Data language for building maintainable social science datasets


The project is under active development and is not production ready. You are free to play around with the language and tools, but note that backward compatibility is not guaranteed. If you are interested in using REAM for serious projects, please contact me.

Migration from the old documentation is a work in progress. Not all features are well-documented, and the website needs more polishing. See here for a more detailed discussion.

REAM is an alternative to spreadsheets and databases for managing social science datasets that emphasizes on maintainability. It compiles to both analysis-ready datasets (CSV, JSON) and human-readable documentations (HTML, PDF). Multiple formats, one source.

graph LR; SOURCE[REAM File] --> PARSER(["REAM Parser
(ream-core)"]); PARSER --> DATA[(Datasets
CSV, JSON, etc.)] SOURCE --> CONVERTER([Third-party
Markdown Converter]) CONVERTER --> DOC[[Documentation
HTML, PDF, etc.]]

REAM has three main components:

  1. a data serialization language for structured datasets (working in progress)
  2. a data template for generating datasets (working in progress)
  3. a collection of filters for data manipulation (planned)

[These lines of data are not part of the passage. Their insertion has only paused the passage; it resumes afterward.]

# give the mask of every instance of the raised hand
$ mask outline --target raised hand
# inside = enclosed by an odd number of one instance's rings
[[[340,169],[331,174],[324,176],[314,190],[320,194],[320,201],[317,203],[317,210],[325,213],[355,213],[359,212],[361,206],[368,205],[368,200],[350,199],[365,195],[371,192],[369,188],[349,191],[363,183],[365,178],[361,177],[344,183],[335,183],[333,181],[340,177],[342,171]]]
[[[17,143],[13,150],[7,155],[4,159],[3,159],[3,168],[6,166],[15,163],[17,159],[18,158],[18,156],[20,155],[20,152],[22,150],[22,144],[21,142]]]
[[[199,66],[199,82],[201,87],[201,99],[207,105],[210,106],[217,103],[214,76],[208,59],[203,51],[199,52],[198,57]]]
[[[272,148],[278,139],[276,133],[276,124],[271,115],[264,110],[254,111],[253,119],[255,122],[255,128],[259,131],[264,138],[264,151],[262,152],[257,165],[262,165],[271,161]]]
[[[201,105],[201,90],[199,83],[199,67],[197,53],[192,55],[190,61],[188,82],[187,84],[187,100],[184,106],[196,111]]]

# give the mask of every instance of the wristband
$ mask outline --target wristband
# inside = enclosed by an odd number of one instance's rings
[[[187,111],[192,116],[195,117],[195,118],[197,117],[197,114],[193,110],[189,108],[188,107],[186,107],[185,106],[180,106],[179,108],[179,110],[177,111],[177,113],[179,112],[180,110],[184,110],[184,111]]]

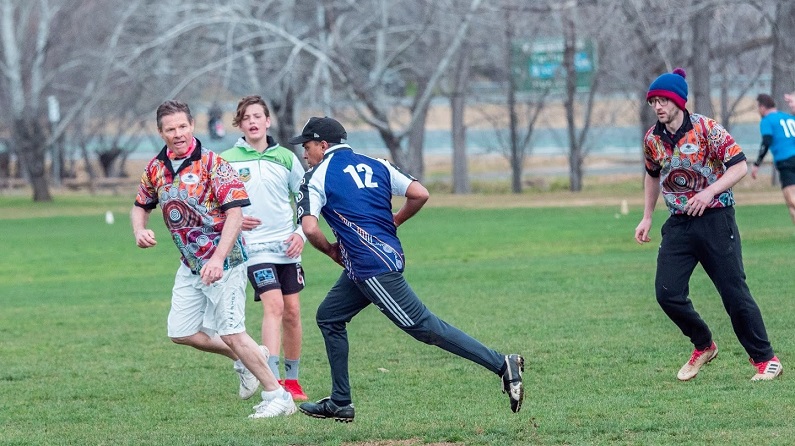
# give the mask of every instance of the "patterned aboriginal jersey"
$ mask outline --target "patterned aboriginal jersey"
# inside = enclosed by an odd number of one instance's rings
[[[298,221],[304,215],[323,215],[339,242],[348,277],[355,282],[402,272],[405,257],[392,215],[392,195],[405,196],[412,181],[389,161],[355,153],[347,144],[336,145],[304,175]]]
[[[684,122],[675,135],[657,122],[646,132],[643,144],[646,172],[660,179],[671,214],[685,214],[689,199],[716,182],[727,168],[745,162],[742,149],[720,124],[687,110],[683,113]],[[728,189],[713,197],[709,207],[733,205],[734,194]]]
[[[199,274],[221,239],[226,210],[248,206],[246,188],[235,170],[195,140],[193,152],[176,172],[163,147],[144,169],[135,205],[151,210],[160,204],[163,220],[182,254],[182,262]],[[224,261],[224,269],[246,261],[241,236]]]

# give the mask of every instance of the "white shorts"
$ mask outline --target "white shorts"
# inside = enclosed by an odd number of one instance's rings
[[[180,264],[174,278],[168,337],[183,338],[200,331],[213,336],[246,331],[246,265],[227,271],[211,285]]]

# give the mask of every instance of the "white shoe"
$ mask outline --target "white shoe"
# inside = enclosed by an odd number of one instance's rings
[[[270,354],[268,348],[264,345],[260,345],[259,349],[267,361],[268,355]],[[245,365],[243,365],[243,362],[239,359],[235,361],[234,367],[237,374],[240,375],[240,388],[238,389],[238,395],[240,395],[240,398],[247,400],[257,393],[257,389],[259,389],[259,380],[246,368]]]
[[[254,406],[254,413],[249,418],[273,418],[287,416],[295,413],[295,403],[293,397],[288,392],[284,392],[281,397],[276,397],[270,401],[262,400]]]

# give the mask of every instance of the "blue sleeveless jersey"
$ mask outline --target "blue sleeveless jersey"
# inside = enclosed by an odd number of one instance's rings
[[[362,282],[402,272],[403,247],[392,214],[392,195],[405,195],[410,175],[386,160],[354,152],[342,144],[326,151],[307,171],[299,193],[298,221],[322,215],[340,244],[348,277]]]

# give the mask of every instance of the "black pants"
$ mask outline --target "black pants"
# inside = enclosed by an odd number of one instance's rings
[[[696,264],[706,271],[718,290],[734,333],[754,362],[768,361],[773,348],[767,339],[762,313],[756,305],[743,270],[740,233],[734,208],[710,209],[701,217],[672,215],[662,227],[657,255],[655,288],[665,314],[703,350],[712,333],[693,308],[688,282]]]
[[[317,325],[323,333],[331,367],[331,399],[337,403],[351,401],[345,327],[371,303],[419,341],[469,359],[496,374],[505,364],[504,355],[431,313],[414,294],[403,274],[386,273],[356,283],[343,272],[317,309]]]

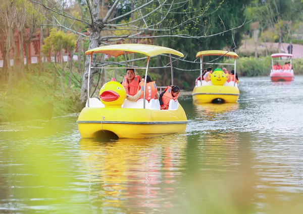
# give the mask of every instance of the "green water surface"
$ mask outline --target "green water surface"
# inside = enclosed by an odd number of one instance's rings
[[[185,133],[81,139],[76,115],[0,123],[0,213],[303,213],[303,77],[241,78]]]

The language, along with the toolchain, aims to help social scientists build human-readable, modular and reusable datasets, ranging from small personal projects to large collaborative projects. Learn more about REAM's features to see whether it is the right choice for your next project.

It reads like Markdown, writes like Markdown, converts like Markdown. Is it Markdown?
REAM Aint Markdown!
# Country
- name: Belgium
- capital: Brussels
- population: 11433256
  > data from 2019; retrieved from World Bank
- euro_zone: TRUE
  > joined in 1999

## Language
- name: Dutch
- size: 0.59

## Language
- name: French
- size: 0.4

## Language
- name: German
- size: 0.01